Et de conclure: « Augmenter le taux directeur de la sorte n’abaissera pas l’inflation. Cependant, cela impactera négativement la consommation et l’investissement. »
Maher Belhaj: « Un nouveau coup dur pour l’économie tunisienne »
Pour le consultant et l’expert en économie et en finance, Maher Belhadj, « cette décision est expliquée principalement par l’anticipation de pressions inflationnistes à la prochaine période; soit l’inflation interne et externe. Ainsi que la situation financière et économique mondiale sévère où le TMM pourrait atteindre 7,75% ».
« Il s’agit bien d’un mal nécessaire, mais aussi d’un nouveau coup dur pour l’ensemble de l’économie tunisienne, les ménages, et l’Etat, tous fortement endettés. De même, les institutions publiques et privées vont supporter de lourdes charges financières durant la période à venir. A savoir: l’inflation interne et externe; l’augmentation salariale; les charges sociales; la croissance des indices des prix; et la dépréciation du dinar. D’ailleurs, c’est le peuple tunisien qui va souffrir davantage; et ce, sans toucher au marché parallèle ni aux importations abusives ». Ainsi, s’est-il exprimé dans une déclaration accordée hier à nos confrères d’Univers News.
Ezzeddine Saïdane: « La BCT fait de la politique »

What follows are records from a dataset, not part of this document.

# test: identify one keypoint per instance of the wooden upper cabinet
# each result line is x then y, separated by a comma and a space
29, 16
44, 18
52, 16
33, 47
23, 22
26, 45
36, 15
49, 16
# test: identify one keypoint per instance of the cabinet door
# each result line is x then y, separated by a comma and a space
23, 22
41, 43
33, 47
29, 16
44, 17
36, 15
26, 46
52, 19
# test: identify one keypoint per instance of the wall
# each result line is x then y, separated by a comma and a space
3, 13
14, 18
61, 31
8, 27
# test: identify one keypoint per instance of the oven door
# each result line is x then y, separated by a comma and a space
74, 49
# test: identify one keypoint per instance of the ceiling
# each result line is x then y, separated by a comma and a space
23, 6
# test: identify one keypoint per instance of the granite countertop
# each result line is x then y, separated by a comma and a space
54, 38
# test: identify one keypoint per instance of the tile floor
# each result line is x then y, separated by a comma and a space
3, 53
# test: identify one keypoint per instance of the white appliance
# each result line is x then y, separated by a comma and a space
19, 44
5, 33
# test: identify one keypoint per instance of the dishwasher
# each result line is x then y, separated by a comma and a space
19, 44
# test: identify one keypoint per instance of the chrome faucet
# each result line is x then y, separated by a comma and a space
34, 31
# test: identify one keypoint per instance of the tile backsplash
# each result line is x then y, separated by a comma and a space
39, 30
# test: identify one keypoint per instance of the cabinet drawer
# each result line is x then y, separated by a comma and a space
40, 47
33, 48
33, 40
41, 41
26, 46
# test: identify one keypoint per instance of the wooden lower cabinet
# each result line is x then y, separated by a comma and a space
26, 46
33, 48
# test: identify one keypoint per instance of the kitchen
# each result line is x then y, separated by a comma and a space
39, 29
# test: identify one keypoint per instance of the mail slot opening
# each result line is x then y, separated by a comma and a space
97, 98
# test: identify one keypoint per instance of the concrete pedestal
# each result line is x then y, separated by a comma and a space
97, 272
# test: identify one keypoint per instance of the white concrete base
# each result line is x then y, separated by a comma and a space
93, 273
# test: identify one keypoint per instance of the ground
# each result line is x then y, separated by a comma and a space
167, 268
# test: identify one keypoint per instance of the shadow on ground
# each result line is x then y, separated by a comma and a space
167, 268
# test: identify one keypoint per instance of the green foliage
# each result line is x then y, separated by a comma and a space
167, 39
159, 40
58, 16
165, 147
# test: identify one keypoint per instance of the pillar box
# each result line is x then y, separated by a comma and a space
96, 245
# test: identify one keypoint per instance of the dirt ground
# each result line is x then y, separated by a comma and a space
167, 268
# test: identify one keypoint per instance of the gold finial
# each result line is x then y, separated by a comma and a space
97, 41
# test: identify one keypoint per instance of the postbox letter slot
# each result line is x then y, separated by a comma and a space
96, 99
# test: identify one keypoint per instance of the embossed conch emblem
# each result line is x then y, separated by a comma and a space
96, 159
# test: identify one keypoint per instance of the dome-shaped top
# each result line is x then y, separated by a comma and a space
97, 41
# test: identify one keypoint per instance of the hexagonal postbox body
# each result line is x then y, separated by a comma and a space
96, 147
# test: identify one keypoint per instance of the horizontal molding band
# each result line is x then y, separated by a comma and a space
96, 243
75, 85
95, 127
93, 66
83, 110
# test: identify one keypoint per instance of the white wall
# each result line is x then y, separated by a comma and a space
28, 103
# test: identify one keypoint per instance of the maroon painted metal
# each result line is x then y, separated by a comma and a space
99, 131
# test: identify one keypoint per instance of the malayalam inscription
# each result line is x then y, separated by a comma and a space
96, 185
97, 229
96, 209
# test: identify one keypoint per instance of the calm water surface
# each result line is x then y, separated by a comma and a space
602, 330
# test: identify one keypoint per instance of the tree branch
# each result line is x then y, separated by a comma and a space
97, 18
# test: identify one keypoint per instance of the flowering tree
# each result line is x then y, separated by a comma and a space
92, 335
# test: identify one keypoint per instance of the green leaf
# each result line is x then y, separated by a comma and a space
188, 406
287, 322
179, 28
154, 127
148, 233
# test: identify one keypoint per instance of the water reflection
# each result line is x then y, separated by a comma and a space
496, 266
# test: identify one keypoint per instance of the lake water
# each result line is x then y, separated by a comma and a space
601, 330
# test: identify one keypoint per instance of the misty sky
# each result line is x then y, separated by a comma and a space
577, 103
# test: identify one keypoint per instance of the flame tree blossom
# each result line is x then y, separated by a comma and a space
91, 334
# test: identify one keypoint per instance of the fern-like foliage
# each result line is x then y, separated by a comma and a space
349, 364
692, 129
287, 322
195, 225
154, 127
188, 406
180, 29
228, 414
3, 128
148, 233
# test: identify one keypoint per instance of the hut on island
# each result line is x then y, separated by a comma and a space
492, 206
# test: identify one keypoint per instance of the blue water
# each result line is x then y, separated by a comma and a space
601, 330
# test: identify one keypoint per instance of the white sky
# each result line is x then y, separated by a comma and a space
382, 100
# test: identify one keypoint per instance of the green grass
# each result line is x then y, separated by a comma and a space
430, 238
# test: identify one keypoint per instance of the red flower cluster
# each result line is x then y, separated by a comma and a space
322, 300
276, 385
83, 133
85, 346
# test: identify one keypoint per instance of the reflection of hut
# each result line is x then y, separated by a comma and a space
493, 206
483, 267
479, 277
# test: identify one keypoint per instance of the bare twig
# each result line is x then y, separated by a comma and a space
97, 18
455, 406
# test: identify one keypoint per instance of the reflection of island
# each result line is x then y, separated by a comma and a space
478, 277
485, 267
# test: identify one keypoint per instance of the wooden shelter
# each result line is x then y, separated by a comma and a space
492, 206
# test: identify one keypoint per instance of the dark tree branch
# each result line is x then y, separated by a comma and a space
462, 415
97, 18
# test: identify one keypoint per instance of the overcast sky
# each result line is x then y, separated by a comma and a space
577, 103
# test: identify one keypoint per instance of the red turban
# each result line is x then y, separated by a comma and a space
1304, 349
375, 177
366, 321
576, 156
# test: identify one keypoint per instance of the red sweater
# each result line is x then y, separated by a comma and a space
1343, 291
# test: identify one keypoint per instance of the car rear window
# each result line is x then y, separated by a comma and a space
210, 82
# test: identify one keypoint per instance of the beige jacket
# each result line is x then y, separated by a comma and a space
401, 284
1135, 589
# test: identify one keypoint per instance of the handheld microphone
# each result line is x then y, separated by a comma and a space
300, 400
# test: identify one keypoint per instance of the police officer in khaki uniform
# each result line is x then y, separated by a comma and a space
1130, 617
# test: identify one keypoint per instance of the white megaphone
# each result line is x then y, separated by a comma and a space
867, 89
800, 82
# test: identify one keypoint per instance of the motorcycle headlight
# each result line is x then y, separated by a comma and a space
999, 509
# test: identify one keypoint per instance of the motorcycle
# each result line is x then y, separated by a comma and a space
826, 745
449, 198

Un avis en partie partagé par l’économiste, Ezzeddine Saïdane. Car, il estime que « l’augmentation du taux d’intérêt directeur est un pas dans la mauvaise direction. Et cela compliquera davantage la situation économique et financière en Tunisie ».
En effet, selon son analyse lors de son intervention, hier mercredi sur Jawhara FM, « le relèvement du taux d’intérêt directeur aura néanmoins un impact négatif sur le citoyen et les entreprises économiques. Il aura également des répercussions sur les emprunteurs; ceux qui auront à payer des tranches plus importantes au titre des crédits contractés auprès des banques, qu’ils soient anciens ou nouveaux emprunts ».
« Les seules bénéficiaires de cette décision sont les banques tunisiennes. En effet, la Banque centrale a aggravé davantage la situation, car elle est en train de faire de la politique », conclut sévèrement M. Saidane.
Mohsen Hassen: « La BCT a sifflé la fin de la récréation »
Mais ces avis alarmistes ne sont pas partagés par l’ancien ministre du Commerce Mohsen Hassen. Lequel, dans une interview accordée hier mercredi à notre confrère francophone Le Temps, estime que « la guerre contre l’inflation doit être l’affaire de tout le monde (BCT et gouvernement) ». Et que la récente décision de la Banque centrale a « sifflé la fin de la récréation ».
Il rappelle à cet égard que l’économie mondiale a subi deux chocs importants assez graves: la crise de la COVID et la guerre entre la Russie et l’Ukraine. Ces deux chocs engendrant une vague d’effets inflationnistes. « Notre pays, comme d’autres pays du monde, a subi l’impact des deux crises. Mais avec une troisième crise liée à la situation politique et à des causes structurelles ».
Alors pour combattre l’inflation galopante, la BCT a bien fait d’augmenter son taux directeur, estime l’ancien ministre du Commerce. « Cela pourrait être la solution. Le résultat immédiat, c’est l’augmentation des différents taux du crédit bancaires (TMM…). Le coût de l’emprunt devient excessif. Par conséquent, la consommation va baisser. C’est l’objectif même de cette mesure. Le pouvoir d’achat de la classe moyenne qui est très endettée vis-à-vis du système bancaire va régresser. A court terme, le résultat pour les ménages est négatif. Mais à moyen et long terme, on pourra récolter un petit peu le résultat positif de cette politique monétaire qui consiste à augmenter les taux directeurs ».
Et de conclure que l’augmentation du taux directeur « est un mal nécessaire, mais insuffisant ».